If the goal of a process is to drive a new level of resilience across a region, then the boundaries in which resilience efforts are typically conceived and implemented need to be restructured. Design is the mode of response put forth by RBD. The standard model for federal design competitions is to define an existing problem and solicit solutions from the best in the field. Yet, as highlighted by Sandy, the challenges of resilience defy political and disciplinary boundaries. The specific problems of the region cannot be determined let alone be solved until they are understood in all of their intermingling dimensions. Thus, RBD rethinks the competition model itself by engaging the best collaborative thinkers in a process of research and design, first discerning the challenges of resilience in their properly interdisciplinary and regional dimensions and then producing equally comprehensive design solutions. Even if this incubates the innovation necessary for a new level of resilience, it risks producing proposals incompatible with existing regulations and funding mechanisms. The RBD process aims to rethink those boundaries as well. This is achieved by interfacing with municipal, state, and federal leaders at every stage—building new political collations in tandem with each design proposal. How do you drive new standards and design innovation at a regional scale based in public and private partnerships? How do you remain agile as the designer of a new process, recalibrating as it evolves? What does it mean to participate in this process, to make decisions from the results of this process? In the midst of political change, how do you fund and implement good design? How effective are design competitions as the venue of resilience innovation? 

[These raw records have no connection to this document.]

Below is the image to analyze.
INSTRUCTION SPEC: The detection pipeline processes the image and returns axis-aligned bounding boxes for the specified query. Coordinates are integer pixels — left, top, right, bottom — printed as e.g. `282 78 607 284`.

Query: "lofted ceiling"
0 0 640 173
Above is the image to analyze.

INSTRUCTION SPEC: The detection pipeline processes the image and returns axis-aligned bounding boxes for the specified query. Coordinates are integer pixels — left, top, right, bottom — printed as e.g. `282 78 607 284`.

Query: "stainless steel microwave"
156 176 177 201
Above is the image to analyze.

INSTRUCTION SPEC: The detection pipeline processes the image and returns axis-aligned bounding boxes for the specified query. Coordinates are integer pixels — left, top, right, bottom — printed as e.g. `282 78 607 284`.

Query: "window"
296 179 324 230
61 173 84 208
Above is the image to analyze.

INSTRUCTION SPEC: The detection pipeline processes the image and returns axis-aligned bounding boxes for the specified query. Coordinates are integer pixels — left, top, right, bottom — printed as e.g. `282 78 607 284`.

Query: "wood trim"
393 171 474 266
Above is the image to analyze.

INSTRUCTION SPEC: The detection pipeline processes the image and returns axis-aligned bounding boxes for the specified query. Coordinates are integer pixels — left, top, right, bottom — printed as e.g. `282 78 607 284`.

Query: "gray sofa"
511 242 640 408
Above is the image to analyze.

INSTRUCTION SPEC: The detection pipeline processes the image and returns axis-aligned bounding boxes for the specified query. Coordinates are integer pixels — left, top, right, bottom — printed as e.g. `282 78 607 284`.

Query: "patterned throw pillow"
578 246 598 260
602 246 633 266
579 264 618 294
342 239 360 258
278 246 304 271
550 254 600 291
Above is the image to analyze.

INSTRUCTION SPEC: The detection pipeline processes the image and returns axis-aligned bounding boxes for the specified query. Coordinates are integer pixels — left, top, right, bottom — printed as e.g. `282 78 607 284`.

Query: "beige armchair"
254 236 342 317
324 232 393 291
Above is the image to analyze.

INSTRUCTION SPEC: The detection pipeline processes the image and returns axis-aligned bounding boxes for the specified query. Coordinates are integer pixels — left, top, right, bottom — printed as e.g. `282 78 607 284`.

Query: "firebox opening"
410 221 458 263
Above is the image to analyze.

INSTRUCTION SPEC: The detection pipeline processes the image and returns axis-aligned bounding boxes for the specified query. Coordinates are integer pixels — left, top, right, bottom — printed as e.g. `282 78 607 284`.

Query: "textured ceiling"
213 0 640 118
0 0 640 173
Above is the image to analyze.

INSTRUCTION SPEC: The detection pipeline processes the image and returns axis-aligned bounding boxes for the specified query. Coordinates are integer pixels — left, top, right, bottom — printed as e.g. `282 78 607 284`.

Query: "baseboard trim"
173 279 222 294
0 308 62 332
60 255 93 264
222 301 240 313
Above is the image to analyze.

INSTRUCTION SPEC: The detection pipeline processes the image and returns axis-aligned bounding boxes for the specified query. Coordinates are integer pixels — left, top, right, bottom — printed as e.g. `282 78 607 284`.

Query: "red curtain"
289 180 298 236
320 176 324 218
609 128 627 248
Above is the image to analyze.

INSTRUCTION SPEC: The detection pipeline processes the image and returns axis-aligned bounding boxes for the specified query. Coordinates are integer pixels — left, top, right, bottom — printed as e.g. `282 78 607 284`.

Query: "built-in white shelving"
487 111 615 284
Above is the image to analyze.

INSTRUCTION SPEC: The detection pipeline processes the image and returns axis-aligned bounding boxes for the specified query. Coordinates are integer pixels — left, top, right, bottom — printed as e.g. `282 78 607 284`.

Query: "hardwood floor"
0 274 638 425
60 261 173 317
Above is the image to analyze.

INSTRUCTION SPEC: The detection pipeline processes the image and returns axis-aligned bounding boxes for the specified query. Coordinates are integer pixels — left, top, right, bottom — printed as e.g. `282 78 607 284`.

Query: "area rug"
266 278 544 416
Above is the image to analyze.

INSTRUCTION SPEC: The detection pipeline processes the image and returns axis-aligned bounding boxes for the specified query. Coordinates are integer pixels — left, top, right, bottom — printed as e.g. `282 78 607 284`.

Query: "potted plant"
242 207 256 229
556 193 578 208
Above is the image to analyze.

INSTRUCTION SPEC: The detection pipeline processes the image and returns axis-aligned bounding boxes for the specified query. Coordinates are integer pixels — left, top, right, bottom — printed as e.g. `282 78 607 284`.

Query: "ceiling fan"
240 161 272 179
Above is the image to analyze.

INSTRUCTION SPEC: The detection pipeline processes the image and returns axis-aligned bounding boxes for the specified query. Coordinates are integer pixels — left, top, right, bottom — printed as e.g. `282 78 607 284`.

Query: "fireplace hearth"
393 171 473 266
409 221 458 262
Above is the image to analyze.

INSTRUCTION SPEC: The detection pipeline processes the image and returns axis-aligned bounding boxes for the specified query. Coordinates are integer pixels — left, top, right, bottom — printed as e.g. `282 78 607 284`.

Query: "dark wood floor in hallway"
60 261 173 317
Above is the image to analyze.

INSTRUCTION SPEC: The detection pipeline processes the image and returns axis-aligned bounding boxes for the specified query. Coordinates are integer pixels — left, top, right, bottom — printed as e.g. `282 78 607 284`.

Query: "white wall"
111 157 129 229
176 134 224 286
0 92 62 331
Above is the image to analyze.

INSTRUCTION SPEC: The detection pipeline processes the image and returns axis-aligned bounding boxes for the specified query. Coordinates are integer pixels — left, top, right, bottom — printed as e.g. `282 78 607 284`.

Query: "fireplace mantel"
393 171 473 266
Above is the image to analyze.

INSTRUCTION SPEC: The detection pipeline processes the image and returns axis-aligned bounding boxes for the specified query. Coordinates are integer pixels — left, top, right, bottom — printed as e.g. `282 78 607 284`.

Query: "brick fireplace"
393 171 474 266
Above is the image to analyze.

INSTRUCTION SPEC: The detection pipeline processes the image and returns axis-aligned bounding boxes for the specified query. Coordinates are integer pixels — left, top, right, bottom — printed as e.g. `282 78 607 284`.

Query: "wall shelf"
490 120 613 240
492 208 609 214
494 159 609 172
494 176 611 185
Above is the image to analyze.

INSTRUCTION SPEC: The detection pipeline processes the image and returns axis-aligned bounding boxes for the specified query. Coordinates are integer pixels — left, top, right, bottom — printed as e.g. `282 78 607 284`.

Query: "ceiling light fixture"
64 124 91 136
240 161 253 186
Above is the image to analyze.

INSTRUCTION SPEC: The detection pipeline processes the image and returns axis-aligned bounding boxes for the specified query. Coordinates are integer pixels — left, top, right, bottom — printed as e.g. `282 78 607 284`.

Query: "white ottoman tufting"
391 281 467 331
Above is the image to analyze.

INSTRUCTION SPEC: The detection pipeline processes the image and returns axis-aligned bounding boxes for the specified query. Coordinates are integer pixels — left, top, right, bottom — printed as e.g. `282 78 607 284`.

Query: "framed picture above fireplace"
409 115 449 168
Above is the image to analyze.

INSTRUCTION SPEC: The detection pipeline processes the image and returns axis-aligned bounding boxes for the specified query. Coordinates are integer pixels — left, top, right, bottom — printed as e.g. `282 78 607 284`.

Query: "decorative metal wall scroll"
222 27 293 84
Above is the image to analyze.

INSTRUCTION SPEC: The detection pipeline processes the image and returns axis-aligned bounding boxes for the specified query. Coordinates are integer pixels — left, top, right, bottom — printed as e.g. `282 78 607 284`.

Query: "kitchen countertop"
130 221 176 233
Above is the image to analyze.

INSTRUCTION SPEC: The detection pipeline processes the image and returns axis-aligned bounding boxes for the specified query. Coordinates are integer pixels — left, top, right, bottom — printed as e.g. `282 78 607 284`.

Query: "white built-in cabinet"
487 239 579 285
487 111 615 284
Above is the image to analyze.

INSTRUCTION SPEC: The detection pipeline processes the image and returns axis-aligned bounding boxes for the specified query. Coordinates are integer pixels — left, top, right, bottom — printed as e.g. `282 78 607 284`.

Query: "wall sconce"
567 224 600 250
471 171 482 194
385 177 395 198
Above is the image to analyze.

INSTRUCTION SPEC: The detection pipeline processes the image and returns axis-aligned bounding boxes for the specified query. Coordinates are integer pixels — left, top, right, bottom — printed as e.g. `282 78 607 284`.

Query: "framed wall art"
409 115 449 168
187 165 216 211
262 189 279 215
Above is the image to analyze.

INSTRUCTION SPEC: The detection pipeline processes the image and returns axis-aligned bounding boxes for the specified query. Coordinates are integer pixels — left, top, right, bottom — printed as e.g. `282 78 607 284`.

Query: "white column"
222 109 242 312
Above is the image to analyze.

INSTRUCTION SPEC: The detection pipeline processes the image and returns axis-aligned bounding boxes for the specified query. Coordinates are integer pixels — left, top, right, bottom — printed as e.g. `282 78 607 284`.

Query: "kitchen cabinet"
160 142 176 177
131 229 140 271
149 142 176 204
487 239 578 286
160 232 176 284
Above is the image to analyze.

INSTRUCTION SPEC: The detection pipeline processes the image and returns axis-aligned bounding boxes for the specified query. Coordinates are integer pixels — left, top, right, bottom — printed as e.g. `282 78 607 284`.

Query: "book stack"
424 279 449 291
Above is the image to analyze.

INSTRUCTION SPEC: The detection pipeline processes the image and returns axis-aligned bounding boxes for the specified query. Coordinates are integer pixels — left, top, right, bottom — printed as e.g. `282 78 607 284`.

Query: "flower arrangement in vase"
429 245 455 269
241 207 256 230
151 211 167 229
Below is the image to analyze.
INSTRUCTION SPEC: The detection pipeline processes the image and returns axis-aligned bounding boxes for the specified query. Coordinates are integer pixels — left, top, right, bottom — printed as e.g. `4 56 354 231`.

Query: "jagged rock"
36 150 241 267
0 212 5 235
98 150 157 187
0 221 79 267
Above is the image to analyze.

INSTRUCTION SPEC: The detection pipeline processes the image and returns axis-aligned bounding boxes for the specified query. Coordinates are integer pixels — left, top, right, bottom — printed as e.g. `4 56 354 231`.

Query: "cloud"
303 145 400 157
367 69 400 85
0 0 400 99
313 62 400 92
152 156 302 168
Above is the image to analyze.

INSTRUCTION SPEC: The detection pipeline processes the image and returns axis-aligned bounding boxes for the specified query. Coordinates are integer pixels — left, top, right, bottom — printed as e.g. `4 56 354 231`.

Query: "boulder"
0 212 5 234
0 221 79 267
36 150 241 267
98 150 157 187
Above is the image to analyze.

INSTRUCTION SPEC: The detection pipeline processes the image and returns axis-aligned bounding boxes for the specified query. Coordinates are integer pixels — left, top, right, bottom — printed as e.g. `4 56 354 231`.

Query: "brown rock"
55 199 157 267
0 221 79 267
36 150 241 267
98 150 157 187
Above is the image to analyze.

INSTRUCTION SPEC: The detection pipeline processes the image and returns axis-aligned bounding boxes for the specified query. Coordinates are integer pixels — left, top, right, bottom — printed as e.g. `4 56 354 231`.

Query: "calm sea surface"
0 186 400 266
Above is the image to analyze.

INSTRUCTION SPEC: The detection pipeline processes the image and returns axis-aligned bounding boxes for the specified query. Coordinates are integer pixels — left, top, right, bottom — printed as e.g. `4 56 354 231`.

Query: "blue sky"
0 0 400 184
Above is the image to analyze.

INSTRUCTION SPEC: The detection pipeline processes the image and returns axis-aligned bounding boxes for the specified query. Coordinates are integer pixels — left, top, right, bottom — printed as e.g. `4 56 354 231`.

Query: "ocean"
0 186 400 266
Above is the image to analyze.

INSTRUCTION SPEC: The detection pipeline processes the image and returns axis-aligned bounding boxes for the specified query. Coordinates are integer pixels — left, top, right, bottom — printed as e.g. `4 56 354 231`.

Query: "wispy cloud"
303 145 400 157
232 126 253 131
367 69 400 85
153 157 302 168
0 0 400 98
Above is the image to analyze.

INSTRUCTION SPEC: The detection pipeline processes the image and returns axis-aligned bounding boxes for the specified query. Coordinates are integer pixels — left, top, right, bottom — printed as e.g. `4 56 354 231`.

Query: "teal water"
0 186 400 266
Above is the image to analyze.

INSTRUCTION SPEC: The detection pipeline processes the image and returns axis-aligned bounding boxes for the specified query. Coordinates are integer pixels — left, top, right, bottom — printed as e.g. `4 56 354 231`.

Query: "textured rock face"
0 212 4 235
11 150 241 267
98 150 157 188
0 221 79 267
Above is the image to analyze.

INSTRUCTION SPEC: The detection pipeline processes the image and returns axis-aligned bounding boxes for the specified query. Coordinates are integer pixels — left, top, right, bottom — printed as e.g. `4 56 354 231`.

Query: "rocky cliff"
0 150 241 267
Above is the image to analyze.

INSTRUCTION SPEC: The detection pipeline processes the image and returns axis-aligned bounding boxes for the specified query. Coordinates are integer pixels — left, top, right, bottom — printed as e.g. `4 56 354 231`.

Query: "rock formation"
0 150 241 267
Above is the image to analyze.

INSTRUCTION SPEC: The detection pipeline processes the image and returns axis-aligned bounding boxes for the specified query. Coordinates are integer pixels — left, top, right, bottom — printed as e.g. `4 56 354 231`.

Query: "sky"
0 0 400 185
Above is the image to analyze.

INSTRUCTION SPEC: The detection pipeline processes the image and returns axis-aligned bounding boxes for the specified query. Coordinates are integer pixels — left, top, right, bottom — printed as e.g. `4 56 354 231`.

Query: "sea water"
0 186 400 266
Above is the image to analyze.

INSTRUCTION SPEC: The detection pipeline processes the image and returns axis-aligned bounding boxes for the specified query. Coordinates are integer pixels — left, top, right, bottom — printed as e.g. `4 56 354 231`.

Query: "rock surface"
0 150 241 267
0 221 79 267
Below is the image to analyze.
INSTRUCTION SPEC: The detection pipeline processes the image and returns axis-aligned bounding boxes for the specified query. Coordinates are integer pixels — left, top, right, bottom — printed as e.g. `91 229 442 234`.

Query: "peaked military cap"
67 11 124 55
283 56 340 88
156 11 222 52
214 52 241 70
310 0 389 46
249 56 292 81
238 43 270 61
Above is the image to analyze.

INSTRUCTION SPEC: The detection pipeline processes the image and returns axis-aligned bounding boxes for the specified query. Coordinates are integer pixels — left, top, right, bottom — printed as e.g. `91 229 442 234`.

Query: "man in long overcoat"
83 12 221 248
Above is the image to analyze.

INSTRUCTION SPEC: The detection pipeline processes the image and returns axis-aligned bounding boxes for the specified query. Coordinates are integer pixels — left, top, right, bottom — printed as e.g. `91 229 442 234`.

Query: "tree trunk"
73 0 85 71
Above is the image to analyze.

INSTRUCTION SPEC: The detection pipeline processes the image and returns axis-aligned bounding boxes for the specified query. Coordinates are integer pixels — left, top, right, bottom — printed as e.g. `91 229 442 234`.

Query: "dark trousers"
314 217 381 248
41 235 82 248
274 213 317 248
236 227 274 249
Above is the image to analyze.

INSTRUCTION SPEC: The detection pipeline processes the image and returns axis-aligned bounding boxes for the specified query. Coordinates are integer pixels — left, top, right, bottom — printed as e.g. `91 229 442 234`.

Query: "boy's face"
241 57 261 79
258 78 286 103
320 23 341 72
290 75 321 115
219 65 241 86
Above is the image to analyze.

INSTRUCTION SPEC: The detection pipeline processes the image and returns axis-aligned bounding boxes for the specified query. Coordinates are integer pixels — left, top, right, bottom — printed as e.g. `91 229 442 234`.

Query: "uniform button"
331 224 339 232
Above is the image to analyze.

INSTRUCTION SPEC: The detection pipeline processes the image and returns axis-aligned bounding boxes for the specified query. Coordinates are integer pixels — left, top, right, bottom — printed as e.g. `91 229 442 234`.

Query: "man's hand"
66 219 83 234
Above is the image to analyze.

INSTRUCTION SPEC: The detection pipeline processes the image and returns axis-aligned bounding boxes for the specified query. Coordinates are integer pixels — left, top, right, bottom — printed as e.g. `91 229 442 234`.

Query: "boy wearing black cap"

Invited Panelists and Respondents to this session include Nancy Kete, Shaun Donovan, Dan Zarrilli, Brian McGrath, Claire Weisz, Alan Berger, Scott Davis, Rob Pirani, Alexander d’Hooghe, Ron Shiffman, Charles Waldheim, Michael Speaks and Julia Czerniak.

 

Henk Ovink

Henk Ovink is Senior Advisor to HUD Secretary, Shaun Donovan, and Chair of the Hurricane Sandy Rebuilding Task Force. He works on the Task Force’s legacy process, the regional resilience science center, regional infrastructure coordination and on the overall Task Force strategy. He is responsible for the long-term planning strategy, the regional design competition “REBUILD BY DESIGN’ and the connected planning conference. Before joining the Task Force, Ovink was both Director General Spatial Planning and Water affairs and Director National Spatial Planning for the Ministry of Infrastructure and the Environment in the Netherlands.